In neurosurgery, the surgical procedures carry a significant risk. It is crucial to make sure that the natural history of what you’re treating is worse. It’s one thing if you’re going to risk giving a patient a small stroke with surgery if you know that he or she is likely to have a major stroke next week. But it’s another thing if there’s a tiny chance of it happening 20 years from now – in that case, isn't it better just to put surgery off? Understanding what you’re treating and putting the patient’s needs first, I think, is the key.

What can people do to help protect their own brain health?

One thing would be awareness of the TIA [transient ischemic attack or mini-stroke], where you get some numbness or some weakness. That can be an early sign that the brain's not getting enough blood flow, and it should be a warning to come to the emergency room and not to wait. If you wait, the vessel occludes, the symptoms don’t go away, they become permanent, since the brain can only tolerate for a certain period of time being without blood. People may also want to pay attention to headaches. The sudden onset of a severe headache, or a new onset of headaches when you haven't had headaches before, is potentially a worrisome condition. That should be attended to sooner rather than later.

UTSW is already a Primary Stroke Center, and it is applying to achieve the new designation of Comprehensive Stroke Center. Why are those designations important?

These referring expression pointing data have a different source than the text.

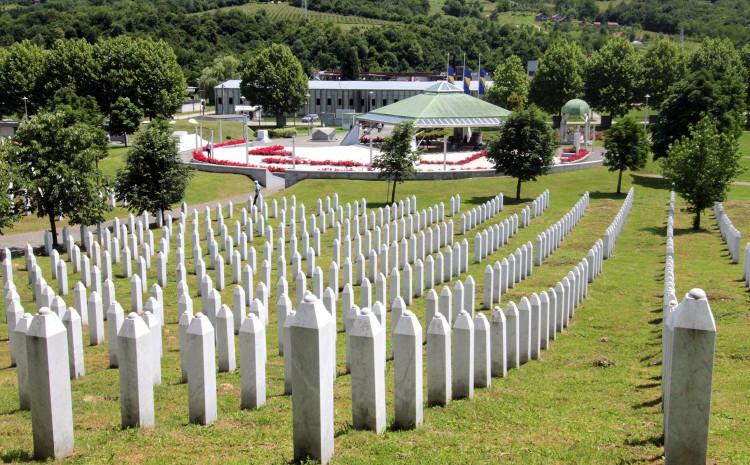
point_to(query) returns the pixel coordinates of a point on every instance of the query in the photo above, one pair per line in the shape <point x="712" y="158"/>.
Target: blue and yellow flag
<point x="467" y="81"/>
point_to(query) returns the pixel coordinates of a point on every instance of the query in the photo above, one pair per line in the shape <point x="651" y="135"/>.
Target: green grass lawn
<point x="561" y="409"/>
<point x="203" y="187"/>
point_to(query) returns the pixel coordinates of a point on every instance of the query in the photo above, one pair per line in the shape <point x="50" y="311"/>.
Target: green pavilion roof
<point x="442" y="105"/>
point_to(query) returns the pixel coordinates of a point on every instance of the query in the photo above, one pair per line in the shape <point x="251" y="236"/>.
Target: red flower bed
<point x="273" y="150"/>
<point x="228" y="143"/>
<point x="200" y="156"/>
<point x="302" y="161"/>
<point x="582" y="153"/>
<point x="463" y="161"/>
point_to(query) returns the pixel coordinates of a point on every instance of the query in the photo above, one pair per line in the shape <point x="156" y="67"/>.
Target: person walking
<point x="257" y="192"/>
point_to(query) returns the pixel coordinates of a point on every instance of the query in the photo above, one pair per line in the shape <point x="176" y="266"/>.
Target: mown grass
<point x="561" y="409"/>
<point x="202" y="187"/>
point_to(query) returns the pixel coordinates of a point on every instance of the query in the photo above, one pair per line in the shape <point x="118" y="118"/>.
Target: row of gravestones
<point x="458" y="358"/>
<point x="136" y="285"/>
<point x="688" y="346"/>
<point x="729" y="233"/>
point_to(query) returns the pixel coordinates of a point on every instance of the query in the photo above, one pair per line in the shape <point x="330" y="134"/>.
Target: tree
<point x="397" y="158"/>
<point x="559" y="77"/>
<point x="11" y="205"/>
<point x="701" y="166"/>
<point x="153" y="178"/>
<point x="714" y="86"/>
<point x="56" y="157"/>
<point x="144" y="70"/>
<point x="350" y="65"/>
<point x="274" y="79"/>
<point x="525" y="147"/>
<point x="626" y="147"/>
<point x="124" y="117"/>
<point x="662" y="65"/>
<point x="21" y="71"/>
<point x="613" y="77"/>
<point x="222" y="68"/>
<point x="510" y="88"/>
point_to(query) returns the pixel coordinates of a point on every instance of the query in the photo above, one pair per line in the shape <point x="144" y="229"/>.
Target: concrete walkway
<point x="17" y="242"/>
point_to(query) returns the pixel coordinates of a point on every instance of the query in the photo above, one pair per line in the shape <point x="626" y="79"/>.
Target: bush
<point x="287" y="133"/>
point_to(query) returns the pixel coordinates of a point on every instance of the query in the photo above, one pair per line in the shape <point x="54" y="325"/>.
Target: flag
<point x="467" y="81"/>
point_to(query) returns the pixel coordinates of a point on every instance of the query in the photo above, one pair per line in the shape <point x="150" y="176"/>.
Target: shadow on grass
<point x="648" y="386"/>
<point x="656" y="441"/>
<point x="647" y="181"/>
<point x="606" y="195"/>
<point x="17" y="455"/>
<point x="648" y="403"/>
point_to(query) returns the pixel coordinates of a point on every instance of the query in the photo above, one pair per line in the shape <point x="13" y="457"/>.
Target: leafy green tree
<point x="626" y="147"/>
<point x="84" y="109"/>
<point x="613" y="77"/>
<point x="274" y="79"/>
<point x="525" y="148"/>
<point x="70" y="64"/>
<point x="714" y="86"/>
<point x="124" y="117"/>
<point x="11" y="200"/>
<point x="153" y="178"/>
<point x="222" y="68"/>
<point x="350" y="65"/>
<point x="397" y="159"/>
<point x="662" y="65"/>
<point x="144" y="70"/>
<point x="559" y="77"/>
<point x="510" y="88"/>
<point x="702" y="165"/>
<point x="56" y="157"/>
<point x="21" y="71"/>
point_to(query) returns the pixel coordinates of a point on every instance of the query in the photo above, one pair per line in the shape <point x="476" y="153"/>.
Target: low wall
<point x="292" y="177"/>
<point x="262" y="175"/>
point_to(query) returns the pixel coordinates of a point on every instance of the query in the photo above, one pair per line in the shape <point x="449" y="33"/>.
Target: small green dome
<point x="576" y="107"/>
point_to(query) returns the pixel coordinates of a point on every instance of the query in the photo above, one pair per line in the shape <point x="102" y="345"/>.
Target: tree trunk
<point x="53" y="229"/>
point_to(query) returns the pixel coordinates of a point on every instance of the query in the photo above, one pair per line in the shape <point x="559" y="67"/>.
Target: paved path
<point x="17" y="242"/>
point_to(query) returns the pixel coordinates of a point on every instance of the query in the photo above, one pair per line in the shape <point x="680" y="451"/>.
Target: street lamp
<point x="309" y="120"/>
<point x="194" y="122"/>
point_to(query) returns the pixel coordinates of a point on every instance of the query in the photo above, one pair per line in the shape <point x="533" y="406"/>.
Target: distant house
<point x="531" y="67"/>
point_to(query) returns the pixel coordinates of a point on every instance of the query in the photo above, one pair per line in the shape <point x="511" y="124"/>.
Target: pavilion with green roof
<point x="442" y="105"/>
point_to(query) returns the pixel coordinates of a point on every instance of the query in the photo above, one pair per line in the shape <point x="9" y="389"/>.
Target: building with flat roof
<point x="330" y="99"/>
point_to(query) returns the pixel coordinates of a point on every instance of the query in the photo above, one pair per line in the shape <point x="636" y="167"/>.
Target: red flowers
<point x="273" y="150"/>
<point x="463" y="161"/>
<point x="226" y="144"/>
<point x="582" y="153"/>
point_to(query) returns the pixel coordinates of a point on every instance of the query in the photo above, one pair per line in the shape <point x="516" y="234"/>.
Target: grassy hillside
<point x="560" y="409"/>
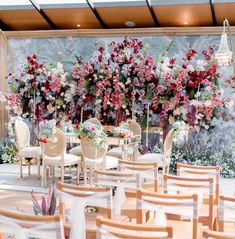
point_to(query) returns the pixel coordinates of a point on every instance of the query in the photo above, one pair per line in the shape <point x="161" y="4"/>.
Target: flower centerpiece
<point x="122" y="132"/>
<point x="94" y="132"/>
<point x="46" y="130"/>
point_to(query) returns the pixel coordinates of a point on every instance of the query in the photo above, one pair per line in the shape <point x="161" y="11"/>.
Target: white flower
<point x="208" y="103"/>
<point x="198" y="94"/>
<point x="190" y="68"/>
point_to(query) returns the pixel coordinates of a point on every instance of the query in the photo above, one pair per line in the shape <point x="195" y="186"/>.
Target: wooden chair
<point x="163" y="160"/>
<point x="125" y="185"/>
<point x="54" y="155"/>
<point x="25" y="150"/>
<point x="22" y="225"/>
<point x="178" y="211"/>
<point x="148" y="172"/>
<point x="204" y="187"/>
<point x="217" y="235"/>
<point x="185" y="170"/>
<point x="131" y="148"/>
<point x="112" y="229"/>
<point x="226" y="214"/>
<point x="76" y="199"/>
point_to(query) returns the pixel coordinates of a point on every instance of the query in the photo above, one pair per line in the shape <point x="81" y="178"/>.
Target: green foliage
<point x="8" y="151"/>
<point x="208" y="147"/>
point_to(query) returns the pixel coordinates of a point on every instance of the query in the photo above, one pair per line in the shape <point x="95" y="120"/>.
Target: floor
<point x="15" y="193"/>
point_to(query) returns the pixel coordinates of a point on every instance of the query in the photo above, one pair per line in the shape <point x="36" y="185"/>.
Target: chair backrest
<point x="204" y="187"/>
<point x="56" y="145"/>
<point x="126" y="185"/>
<point x="21" y="225"/>
<point x="115" y="229"/>
<point x="217" y="235"/>
<point x="103" y="193"/>
<point x="176" y="207"/>
<point x="78" y="198"/>
<point x="168" y="143"/>
<point x="134" y="127"/>
<point x="22" y="134"/>
<point x="148" y="171"/>
<point x="92" y="151"/>
<point x="185" y="170"/>
<point x="226" y="212"/>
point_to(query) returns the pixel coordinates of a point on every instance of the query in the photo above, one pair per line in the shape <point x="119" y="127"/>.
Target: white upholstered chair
<point x="94" y="157"/>
<point x="163" y="160"/>
<point x="131" y="149"/>
<point x="54" y="155"/>
<point x="23" y="144"/>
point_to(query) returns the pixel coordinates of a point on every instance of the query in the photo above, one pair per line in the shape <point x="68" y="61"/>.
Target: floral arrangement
<point x="11" y="126"/>
<point x="94" y="132"/>
<point x="8" y="151"/>
<point x="118" y="80"/>
<point x="35" y="89"/>
<point x="46" y="129"/>
<point x="122" y="132"/>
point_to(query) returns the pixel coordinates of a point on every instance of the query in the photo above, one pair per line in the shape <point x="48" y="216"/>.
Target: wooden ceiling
<point x="86" y="14"/>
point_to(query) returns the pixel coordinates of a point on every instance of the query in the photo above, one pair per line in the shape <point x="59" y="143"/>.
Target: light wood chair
<point x="217" y="235"/>
<point x="204" y="187"/>
<point x="226" y="214"/>
<point x="25" y="150"/>
<point x="163" y="160"/>
<point x="112" y="229"/>
<point x="54" y="155"/>
<point x="185" y="170"/>
<point x="130" y="149"/>
<point x="178" y="211"/>
<point x="22" y="225"/>
<point x="148" y="172"/>
<point x="100" y="198"/>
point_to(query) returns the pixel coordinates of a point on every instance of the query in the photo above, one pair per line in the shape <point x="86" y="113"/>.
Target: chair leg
<point x="21" y="169"/>
<point x="29" y="168"/>
<point x="85" y="176"/>
<point x="39" y="162"/>
<point x="78" y="172"/>
<point x="62" y="174"/>
<point x="44" y="176"/>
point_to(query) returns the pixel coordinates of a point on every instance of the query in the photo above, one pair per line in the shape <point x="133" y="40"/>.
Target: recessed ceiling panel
<point x="71" y="18"/>
<point x="225" y="10"/>
<point x="184" y="15"/>
<point x="23" y="20"/>
<point x="115" y="17"/>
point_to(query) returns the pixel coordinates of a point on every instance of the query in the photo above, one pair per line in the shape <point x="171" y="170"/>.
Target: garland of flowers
<point x="118" y="82"/>
<point x="92" y="131"/>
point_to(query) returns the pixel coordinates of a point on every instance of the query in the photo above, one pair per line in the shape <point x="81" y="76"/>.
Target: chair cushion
<point x="30" y="152"/>
<point x="151" y="157"/>
<point x="76" y="150"/>
<point x="118" y="151"/>
<point x="111" y="162"/>
<point x="69" y="159"/>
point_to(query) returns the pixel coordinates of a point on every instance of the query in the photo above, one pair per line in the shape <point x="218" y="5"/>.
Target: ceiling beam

It’s an initiative through the American Heart Association, the Joint Commission for Accreditation of Hospital Organizations, and even the state legislature in Texas, that people who have an acute stroke should be transferred to centers where they take care of a lot of patients with strokes. The acute stroke is really an emergency. If the stroke is due to closed-off arteries, you have about a six-hour window to try to bust open the arteries. In many ways, a comprehensive stroke center is a way of directing ambulances to appropriate facilities in town.

Patients come from all over the country for neurosurgery at UT Southwestern. Why do they choose us?

The reason people do well when they come here is not because of any one procedure or technique – it’s because there is a system in place. The people who do the admitting know who needs to be admitted quickly and who doesn’t, and who needs to go to the ICU and who doesn’t. The nurses in the ICU know how to take care of people so that patients are in tiptop shape before surgery. In the operating room, patients get a surgery performed by a surgeon who's done the procedure numerous times. The scrub technicians and nurses in the room have also done it many times. It’s a well-rehearsed activity – everybody's contributing so that the thing goes as smoothly as possible. Post-operatively, the rehab people come early into the ICU and check to see who needs what. As soon as you get to the regular hospital floor, you already have a therapy plan, and people are already getting you into rehab. You get early assessment of whether you need to go to in-patient rehab, whether you need rehab at home, or whether you’re doing fine and you don't need any rehab. That whole chain of care is why people do better here than anywhere else.